Friday, August 2, 2013

Hot Mid-Summer Action! (or something like it)


Custody and Dollars

In a somewhat troubling decision, the Illinois Appellate Court has reversed a trial court and ordered that a "move-away" be permitted, where the finding that re-location was in the child's best interest was built on the economic benefit Mom  (the moving parent) would receive when she married her fiance. 
  
 L.C. has two parents who are too poor to support him. His mother, a part-time   waitress,  receives child support in the amount of $67 bimonthly from his father, who, it appears, lives in a basement room of his mother’s and stepfather’s house.   We hasten to add that there is no correlation between money and human worth and that we do not intend the least denigration of either parent. Nevertheless, such economic hardship is not to be taken lightly. Poverty can be grim and corrosive, and social mobility in the United States is not what it used to be. We do not mean to subscribe to an iron-clad determinism, but the opportunities L.C. has during his childhood probably will determine the opportunities he has for the rest of his life.
 .....
 All in all, it strikes us as unfair to L.C. to jeopardize his good fortune by diminishing the means by which [would-be step-father] can help him materially.  

Since Illinois applies a substantially higher threshold requirement in out-of-state relocation cases for the "moving away" parent than California applies, it's not clear that the result would have ultimately have been different in California.  The "economic realities" of the case were such, however, as to demand that the court disclaim doing exactly what they were, ultimately, doing, which was tying the court's custody decision to the as-yet-unrealized marriageability of Mom.

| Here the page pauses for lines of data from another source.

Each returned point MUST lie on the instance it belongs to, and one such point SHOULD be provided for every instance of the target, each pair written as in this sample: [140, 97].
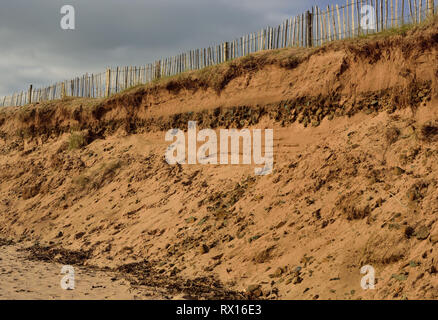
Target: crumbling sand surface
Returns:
[354, 182]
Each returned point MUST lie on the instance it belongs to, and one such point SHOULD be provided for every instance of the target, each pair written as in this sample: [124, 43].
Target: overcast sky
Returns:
[35, 50]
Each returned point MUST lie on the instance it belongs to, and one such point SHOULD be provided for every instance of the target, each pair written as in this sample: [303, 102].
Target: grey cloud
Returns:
[34, 49]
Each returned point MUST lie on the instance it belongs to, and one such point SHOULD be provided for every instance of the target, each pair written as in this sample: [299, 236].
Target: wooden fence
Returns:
[314, 28]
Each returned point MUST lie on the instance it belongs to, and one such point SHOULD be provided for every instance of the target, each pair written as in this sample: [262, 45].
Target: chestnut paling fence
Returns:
[314, 28]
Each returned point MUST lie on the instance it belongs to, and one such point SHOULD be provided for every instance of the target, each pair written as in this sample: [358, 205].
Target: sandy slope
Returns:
[355, 132]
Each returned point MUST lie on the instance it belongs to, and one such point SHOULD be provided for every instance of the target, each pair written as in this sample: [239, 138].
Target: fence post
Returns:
[158, 69]
[226, 51]
[431, 8]
[309, 29]
[108, 83]
[63, 90]
[30, 94]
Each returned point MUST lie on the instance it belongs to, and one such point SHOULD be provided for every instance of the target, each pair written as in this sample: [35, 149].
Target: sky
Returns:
[34, 49]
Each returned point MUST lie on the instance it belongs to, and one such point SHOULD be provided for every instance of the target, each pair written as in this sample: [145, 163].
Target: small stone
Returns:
[204, 249]
[398, 171]
[434, 238]
[409, 231]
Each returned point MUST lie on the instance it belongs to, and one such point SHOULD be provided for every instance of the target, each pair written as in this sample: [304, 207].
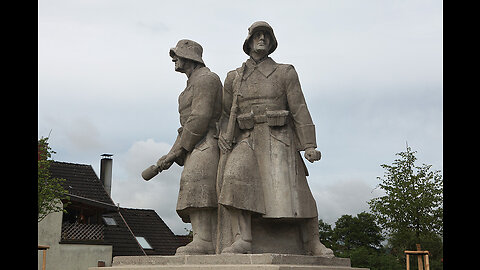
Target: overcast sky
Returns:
[371, 73]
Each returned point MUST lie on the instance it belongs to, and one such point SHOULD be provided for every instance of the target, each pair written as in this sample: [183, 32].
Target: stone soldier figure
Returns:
[196, 147]
[264, 173]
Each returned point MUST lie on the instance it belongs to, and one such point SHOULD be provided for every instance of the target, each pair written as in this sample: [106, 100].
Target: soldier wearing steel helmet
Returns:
[264, 173]
[196, 147]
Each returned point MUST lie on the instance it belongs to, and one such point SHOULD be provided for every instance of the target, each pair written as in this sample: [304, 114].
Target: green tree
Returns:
[50, 190]
[360, 239]
[411, 211]
[360, 231]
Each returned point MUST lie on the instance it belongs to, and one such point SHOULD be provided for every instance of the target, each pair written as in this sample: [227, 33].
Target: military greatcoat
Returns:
[264, 173]
[199, 106]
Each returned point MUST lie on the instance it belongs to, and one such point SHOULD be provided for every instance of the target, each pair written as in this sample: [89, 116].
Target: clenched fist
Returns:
[311, 154]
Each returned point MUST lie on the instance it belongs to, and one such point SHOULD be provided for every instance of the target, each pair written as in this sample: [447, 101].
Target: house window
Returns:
[143, 242]
[110, 221]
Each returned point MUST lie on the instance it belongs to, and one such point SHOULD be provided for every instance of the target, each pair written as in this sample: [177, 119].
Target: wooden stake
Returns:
[427, 264]
[420, 263]
[408, 262]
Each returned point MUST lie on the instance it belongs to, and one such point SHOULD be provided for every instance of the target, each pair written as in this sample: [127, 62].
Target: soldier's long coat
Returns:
[265, 173]
[199, 106]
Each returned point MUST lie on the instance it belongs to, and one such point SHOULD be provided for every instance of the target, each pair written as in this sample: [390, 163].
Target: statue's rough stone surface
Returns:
[230, 261]
[196, 147]
[264, 175]
[244, 184]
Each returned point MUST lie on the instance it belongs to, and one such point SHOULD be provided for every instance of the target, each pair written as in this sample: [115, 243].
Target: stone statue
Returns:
[265, 124]
[240, 149]
[196, 147]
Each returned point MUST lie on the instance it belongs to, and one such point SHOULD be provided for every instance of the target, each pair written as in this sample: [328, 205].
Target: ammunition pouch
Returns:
[276, 118]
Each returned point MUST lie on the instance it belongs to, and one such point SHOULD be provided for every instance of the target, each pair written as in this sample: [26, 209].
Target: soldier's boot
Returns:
[202, 235]
[311, 240]
[242, 229]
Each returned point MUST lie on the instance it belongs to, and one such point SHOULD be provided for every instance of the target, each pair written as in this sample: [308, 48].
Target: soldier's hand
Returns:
[311, 154]
[224, 146]
[162, 164]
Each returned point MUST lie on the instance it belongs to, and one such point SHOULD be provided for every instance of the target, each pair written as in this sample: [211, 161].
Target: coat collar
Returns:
[267, 66]
[197, 72]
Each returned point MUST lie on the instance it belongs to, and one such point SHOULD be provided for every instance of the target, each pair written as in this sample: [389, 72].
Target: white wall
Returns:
[68, 256]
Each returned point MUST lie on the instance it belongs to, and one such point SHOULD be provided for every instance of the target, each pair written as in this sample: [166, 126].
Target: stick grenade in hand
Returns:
[150, 172]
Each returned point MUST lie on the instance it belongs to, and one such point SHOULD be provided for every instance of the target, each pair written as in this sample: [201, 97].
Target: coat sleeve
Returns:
[195, 128]
[304, 127]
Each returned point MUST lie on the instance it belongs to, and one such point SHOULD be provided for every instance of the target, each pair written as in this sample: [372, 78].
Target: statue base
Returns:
[265, 261]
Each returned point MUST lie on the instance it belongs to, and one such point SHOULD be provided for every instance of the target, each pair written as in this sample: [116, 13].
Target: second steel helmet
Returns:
[188, 49]
[260, 25]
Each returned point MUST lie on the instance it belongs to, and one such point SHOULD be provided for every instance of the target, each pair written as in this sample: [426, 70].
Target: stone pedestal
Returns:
[268, 261]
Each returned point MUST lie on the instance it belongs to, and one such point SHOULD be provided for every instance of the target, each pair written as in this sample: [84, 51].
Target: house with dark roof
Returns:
[94, 229]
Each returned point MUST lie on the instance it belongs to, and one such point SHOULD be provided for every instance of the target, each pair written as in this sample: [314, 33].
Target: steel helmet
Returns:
[260, 25]
[188, 49]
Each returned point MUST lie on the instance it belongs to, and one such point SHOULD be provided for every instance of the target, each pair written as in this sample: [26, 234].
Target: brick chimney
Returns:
[106, 164]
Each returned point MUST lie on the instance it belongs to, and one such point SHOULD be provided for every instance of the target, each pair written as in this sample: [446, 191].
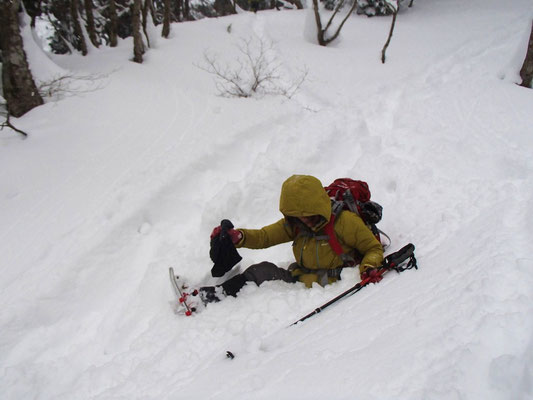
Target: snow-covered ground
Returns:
[122, 180]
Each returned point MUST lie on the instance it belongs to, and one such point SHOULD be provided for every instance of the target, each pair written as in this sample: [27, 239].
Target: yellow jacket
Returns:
[304, 196]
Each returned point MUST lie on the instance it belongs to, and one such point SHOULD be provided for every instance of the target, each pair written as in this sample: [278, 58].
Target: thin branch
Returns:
[7, 124]
[394, 14]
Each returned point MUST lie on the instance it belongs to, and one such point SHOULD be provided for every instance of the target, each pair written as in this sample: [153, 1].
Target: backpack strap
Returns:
[348, 260]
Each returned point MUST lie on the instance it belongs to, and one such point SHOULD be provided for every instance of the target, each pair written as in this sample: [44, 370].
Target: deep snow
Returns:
[127, 177]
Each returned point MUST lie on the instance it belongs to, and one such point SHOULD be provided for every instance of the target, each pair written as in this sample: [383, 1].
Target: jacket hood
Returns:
[303, 196]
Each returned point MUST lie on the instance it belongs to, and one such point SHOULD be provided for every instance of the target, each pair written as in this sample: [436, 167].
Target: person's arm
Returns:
[270, 235]
[351, 229]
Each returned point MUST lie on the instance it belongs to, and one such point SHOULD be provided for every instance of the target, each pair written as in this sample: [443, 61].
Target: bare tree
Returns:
[393, 6]
[19, 87]
[138, 45]
[323, 38]
[113, 23]
[255, 71]
[91, 28]
[224, 7]
[526, 73]
[78, 32]
[166, 19]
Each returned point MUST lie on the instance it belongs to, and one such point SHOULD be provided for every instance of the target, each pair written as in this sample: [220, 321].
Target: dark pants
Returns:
[257, 273]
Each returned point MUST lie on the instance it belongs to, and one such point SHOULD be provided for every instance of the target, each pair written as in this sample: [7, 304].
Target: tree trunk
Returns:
[78, 32]
[91, 29]
[297, 3]
[186, 10]
[166, 19]
[113, 24]
[526, 73]
[391, 31]
[19, 87]
[224, 7]
[145, 10]
[138, 45]
[178, 8]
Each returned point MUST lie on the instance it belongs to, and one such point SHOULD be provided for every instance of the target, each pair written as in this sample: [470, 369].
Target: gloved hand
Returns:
[372, 274]
[234, 234]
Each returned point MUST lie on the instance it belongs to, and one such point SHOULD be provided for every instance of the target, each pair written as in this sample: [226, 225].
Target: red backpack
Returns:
[352, 195]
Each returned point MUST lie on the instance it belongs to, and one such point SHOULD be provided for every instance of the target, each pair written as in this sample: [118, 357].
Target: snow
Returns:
[120, 181]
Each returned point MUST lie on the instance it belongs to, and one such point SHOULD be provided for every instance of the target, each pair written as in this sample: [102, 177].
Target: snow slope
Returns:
[120, 181]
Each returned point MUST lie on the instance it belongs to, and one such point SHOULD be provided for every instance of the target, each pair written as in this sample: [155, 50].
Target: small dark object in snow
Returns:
[223, 252]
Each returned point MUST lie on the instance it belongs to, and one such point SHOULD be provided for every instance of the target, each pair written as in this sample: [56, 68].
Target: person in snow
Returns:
[306, 209]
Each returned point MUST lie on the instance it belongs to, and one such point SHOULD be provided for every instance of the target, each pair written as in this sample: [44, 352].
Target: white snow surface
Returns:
[121, 181]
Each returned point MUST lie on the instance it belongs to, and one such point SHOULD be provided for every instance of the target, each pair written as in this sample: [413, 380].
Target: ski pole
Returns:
[392, 261]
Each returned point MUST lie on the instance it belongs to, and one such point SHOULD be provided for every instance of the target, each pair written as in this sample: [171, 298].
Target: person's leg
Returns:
[257, 273]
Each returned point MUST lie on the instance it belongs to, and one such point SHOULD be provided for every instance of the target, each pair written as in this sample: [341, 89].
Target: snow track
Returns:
[130, 179]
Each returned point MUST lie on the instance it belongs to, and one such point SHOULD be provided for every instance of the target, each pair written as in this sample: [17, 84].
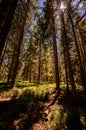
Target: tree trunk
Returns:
[39, 67]
[7, 10]
[83, 79]
[68, 57]
[17, 51]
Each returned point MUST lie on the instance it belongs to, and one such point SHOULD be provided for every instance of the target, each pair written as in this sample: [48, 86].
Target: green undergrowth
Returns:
[26, 106]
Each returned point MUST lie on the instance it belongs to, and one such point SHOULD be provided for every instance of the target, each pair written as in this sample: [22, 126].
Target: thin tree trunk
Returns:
[83, 79]
[39, 67]
[18, 48]
[68, 57]
[7, 10]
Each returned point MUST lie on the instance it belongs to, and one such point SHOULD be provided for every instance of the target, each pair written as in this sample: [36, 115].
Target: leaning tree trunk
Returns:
[18, 48]
[57, 77]
[65, 60]
[7, 10]
[68, 56]
[83, 79]
[39, 67]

Same-Sex Marriage Dust-Up Continues

Meanwhile, the dust on same-sex marriage continues to swirl around local courthouses, and city halls (or wherever they issue marriage licenses these days).  An Ohio Federal court seems poised to determine that whether or not Ohio is required to provide same-sex marriage, it cannot refuse to recognize same-sex marriages contracted in states in which such marriages are authorized, and in Kentucky Federal court, a suit has now been filed by a pair of same-sex spouses and adoptive parents, challenging that state's refusal to recognize the marriage, and to permit the Kentucky adoption to proceed as an adoption by a married couple.